1

Is there a way to try to decode a bytearray without raising an error if the encoding fails?

EDIT: The solution needn't use bytearray.decode(...). Anything library (preferably standard) that does the job would be great.

Note: I don't want to ignore errors, (which I could do using bytearray.decode(errors='ignore')). I also don't want an exception to be raised. Preferably, I would like the function to return None, for example.

my_bytearray = bytearray('', encoding='utf-8')

# ...
# Read some stream of bytes into my_bytearray.
# ...

text = my_bytearray.decode()

If my_bytearray doesn't contain valid UTF-8 text, the last line will raise an error.

Question: Is there a way to perform the validation but without raising an error?

(I realize that raising an error is considered "pythonic". Let's assume this is undesirable for some or other good reason.)

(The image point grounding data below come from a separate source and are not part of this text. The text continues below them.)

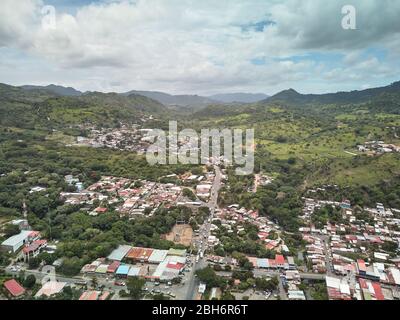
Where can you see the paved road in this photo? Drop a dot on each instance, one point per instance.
(205, 231)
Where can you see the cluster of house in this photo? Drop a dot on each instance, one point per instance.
(151, 264)
(347, 288)
(130, 197)
(291, 280)
(261, 180)
(316, 253)
(95, 295)
(378, 147)
(15, 290)
(356, 264)
(27, 243)
(278, 263)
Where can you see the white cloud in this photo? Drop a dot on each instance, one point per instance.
(198, 46)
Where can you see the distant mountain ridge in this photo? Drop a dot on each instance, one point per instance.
(239, 97)
(291, 96)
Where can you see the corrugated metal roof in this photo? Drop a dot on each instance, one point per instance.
(123, 270)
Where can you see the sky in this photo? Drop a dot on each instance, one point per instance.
(200, 47)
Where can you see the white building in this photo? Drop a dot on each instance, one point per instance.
(15, 243)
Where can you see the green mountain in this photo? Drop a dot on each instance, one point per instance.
(35, 108)
(59, 90)
(292, 97)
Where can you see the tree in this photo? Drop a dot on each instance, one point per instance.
(34, 263)
(135, 287)
(29, 281)
(94, 282)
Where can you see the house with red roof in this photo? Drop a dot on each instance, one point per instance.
(14, 288)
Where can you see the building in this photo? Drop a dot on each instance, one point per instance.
(51, 288)
(296, 295)
(14, 288)
(14, 243)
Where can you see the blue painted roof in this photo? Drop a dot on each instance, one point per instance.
(124, 269)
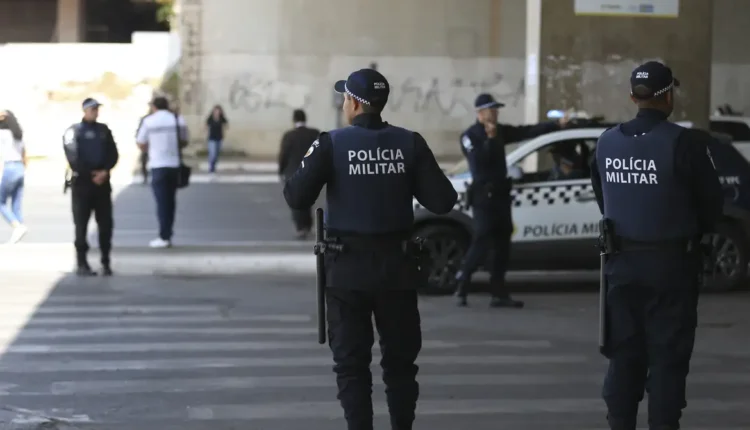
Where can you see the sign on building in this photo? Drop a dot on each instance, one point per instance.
(630, 8)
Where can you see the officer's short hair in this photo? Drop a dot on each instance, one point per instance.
(299, 116)
(373, 108)
(161, 103)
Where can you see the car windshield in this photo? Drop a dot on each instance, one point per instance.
(462, 166)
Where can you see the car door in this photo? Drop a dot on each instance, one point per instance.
(555, 218)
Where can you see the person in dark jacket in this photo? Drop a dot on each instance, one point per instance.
(656, 184)
(483, 145)
(92, 153)
(216, 125)
(294, 145)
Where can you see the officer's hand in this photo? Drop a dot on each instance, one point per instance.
(100, 176)
(490, 127)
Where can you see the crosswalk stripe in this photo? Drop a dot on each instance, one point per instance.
(332, 409)
(31, 366)
(226, 346)
(153, 331)
(165, 319)
(134, 309)
(182, 385)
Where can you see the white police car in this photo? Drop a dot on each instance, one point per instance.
(556, 221)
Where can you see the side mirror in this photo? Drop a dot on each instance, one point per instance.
(515, 173)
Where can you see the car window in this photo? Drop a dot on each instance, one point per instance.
(458, 169)
(559, 161)
(738, 130)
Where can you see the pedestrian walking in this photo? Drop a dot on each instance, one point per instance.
(371, 171)
(294, 145)
(659, 192)
(162, 135)
(13, 157)
(217, 125)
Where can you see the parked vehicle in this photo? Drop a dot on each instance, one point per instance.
(556, 222)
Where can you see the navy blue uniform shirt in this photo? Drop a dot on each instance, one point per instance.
(425, 180)
(90, 146)
(486, 156)
(692, 164)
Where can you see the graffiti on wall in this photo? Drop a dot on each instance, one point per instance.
(249, 93)
(453, 96)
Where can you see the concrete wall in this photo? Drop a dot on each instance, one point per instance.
(48, 99)
(586, 61)
(730, 74)
(262, 58)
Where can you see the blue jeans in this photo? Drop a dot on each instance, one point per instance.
(11, 187)
(164, 184)
(214, 148)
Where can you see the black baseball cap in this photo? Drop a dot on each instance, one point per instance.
(367, 86)
(486, 101)
(655, 76)
(89, 103)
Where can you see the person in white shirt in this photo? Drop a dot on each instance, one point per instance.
(13, 156)
(162, 135)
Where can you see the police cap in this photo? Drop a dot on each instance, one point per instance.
(90, 103)
(486, 101)
(367, 86)
(655, 77)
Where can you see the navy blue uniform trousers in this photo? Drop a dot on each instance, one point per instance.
(493, 227)
(380, 285)
(652, 304)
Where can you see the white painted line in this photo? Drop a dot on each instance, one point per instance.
(332, 409)
(133, 386)
(285, 361)
(119, 332)
(93, 348)
(140, 309)
(165, 319)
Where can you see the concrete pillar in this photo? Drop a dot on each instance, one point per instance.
(585, 61)
(70, 21)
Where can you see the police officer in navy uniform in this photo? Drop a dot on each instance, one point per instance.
(483, 146)
(91, 152)
(371, 171)
(656, 183)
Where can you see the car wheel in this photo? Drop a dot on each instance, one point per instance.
(446, 246)
(728, 270)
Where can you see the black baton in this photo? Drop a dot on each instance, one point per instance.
(321, 274)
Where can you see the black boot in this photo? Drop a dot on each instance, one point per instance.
(462, 292)
(106, 269)
(84, 269)
(505, 302)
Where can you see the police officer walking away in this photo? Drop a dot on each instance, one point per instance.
(658, 190)
(489, 193)
(91, 152)
(372, 170)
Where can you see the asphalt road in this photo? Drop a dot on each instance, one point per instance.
(135, 353)
(230, 214)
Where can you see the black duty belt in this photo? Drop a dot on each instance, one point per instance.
(686, 245)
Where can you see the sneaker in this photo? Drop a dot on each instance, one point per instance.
(160, 243)
(18, 234)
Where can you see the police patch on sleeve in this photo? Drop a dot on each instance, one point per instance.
(69, 136)
(708, 152)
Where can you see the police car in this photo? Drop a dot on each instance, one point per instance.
(556, 221)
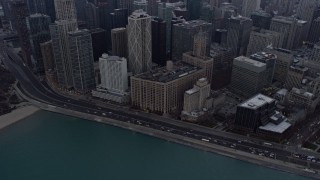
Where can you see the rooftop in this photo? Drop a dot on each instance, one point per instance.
(248, 63)
(280, 128)
(192, 24)
(192, 91)
(139, 14)
(263, 56)
(257, 101)
(162, 74)
(261, 12)
(303, 93)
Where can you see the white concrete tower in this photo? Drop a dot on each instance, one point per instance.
(139, 42)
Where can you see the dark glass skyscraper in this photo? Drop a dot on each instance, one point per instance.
(81, 57)
(183, 36)
(193, 7)
(19, 12)
(38, 27)
(239, 34)
(119, 18)
(158, 27)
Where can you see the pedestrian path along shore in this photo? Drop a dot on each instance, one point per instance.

I don't want to use a try-catch block because this code gets called thousands of times and I don't want my IDE to stop every time this exception is raised (whereas I do want it to pause on other errors).

Eric McLachlan
  • 3,132
  • 2
  • 25
  • 37
  • Are you familiar with [`try, except`](https://docs.python.org/3/tutorial/errors.html#handling-exceptions) blocks? Is that what you're trying to avoid? If so, could you please update your question with that and the reason for not using it? – Hampus Larsson Jul 30 '20 at 10:13
  • @HampusLarsson: I have updated my question to include my reasoning. – Eric McLachlan Jul 30 '20 at 10:44

2 Answers2

6

You could use the suppress context manager to suppress the exception and have slightly prettier code than with try/except/pass:

import contextlib
...
return_val = None
with contextlib.suppress(UnicodeDecodeError):
    return_val = my_bytearray.decode('utf-8')
snakecharmerb
  • 47,570
  • 11
  • 100
  • 153
  • Oh! I like that! Thanks, @snakecharmerb. I'll leave the question open for a day or so in case there's an even better answer; otherwise, I'll accept yours as _the_ answer. – Eric McLachlan Jul 30 '20 at 10:46
  • Oh dang. My IDE still pauses when the exception is thrown. So, yeah, this stops the error from being reported but NOT from being thrown, unfortunately. – Eric McLachlan Jul 30 '20 at 10:52
  • 3
    Hmmm, I don't think there's a way to prevent the exception being thrown by decode. Tbh if the issue is the IDE pausing execution I'd see if the IDE could be reconfigured (or run the code outside the IDE). – snakecharmerb Jul 30 '20 at 10:55
  • 1
    Or you could parse the bytes to see if they form a valid UTF-8 sequence, but that would be slower than decoding. – snakecharmerb Jul 30 '20 at 10:56
  • Thank you. I've certainly considered writing my own UTF-8 decoder. I was hoping for another library, method, or parameter that could have the same effect but perhaps there is none? ¯\\_(ツ)_/¯ – Eric McLachlan Jul 30 '20 at 11:00
1

The chardet module can be used to detect the encoding of a bytearray before calling bytearray.decode(...).

The Code:

import chardet
identity = chardet.detect(my_bytearray)

The method chardet.detect(...) returns a dictionary with the following format:

{
  'confidence': 0.99,
  'encoding': 'ascii',
  'language': ''
}

One could check analysis['encoding'] to confirm that my_bytearray is compatible with an expected set of text encoding before calling my_bytearray.decode().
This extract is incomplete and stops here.